The patient had his penis surgically removed three years ago after complications from a circumcision performed in his teenage years, the university mentioned. The 21-year-old patient, whose name was not disclosed, has recovered completely and has had restored all functions in the recently transplanted organ, the college close to Cape Town in southwestern South Africa reported. It was the second time this type of surgery was attempted.
The college did disclose any details of the organ donor, yet noted that finding someone to give it was one of the real difficulties. A man in China got a penis transplant in 2005. That intervention also seemed to be fruitful. However specialists said the man requested that they remove his new penis after two weeks in view of psychological issues experienced by him and his wife.
Prof. Andre van der Merwe, chief of Stellenbosch University’s urology branch and pioneering the South African surgical group, stated they had initial expected that their patient would be able to full enjoy his new transplanted organ in around two years.
Van der Merwe noted:
‘We are very surprised by his rapid recovery.”
Circumcisions are performed on teenagers and young men as ritual to mark the passage to adulthood in some rural areas of South Africa. Stellenbosch University said specialists had estimated that there could be about 250 penis removals a year in the nation because of messed up circumcisions.
As indicated by the Daily Mail, the surgery was purportedly extremely complex, including micro-surgery to patch hundred of veins and nerves. Penis attachment was made conceivable through spearheading work involving facial transplants.
The specialists plan to keep on monitoring the man and how the penis functions as the man’s body might reject it.
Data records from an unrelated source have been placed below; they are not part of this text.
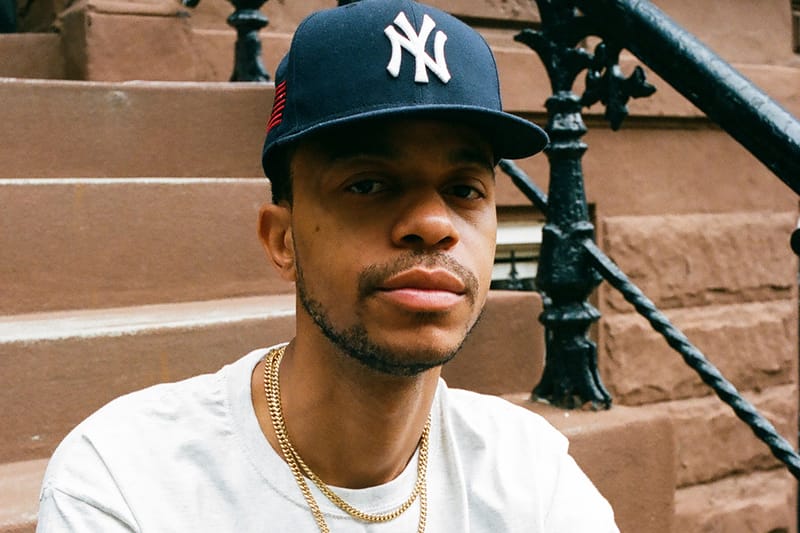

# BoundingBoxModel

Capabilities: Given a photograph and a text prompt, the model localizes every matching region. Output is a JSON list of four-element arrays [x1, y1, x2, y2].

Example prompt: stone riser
[[0, 178, 294, 315]]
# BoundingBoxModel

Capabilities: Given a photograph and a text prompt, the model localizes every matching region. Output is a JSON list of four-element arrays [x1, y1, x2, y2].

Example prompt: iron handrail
[[572, 0, 800, 194], [500, 160, 800, 479]]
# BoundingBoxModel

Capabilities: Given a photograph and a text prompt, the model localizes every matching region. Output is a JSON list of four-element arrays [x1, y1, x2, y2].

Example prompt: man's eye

If the transplant holds on, further similar interventions will start in three-months time.
Before the transplant was performed there was a lot of discussion about the morals of the intervention. The man was not in any life- risking condition and a few surgeons questioned whether time and assets ought to be dispensed to such a technique when they are comparable to those needed for a heart transplant. Different surgeons have contended that performing such interventions better prepares specialists for the future, enabling them to embrace techniques which aid and improve patients’ lives.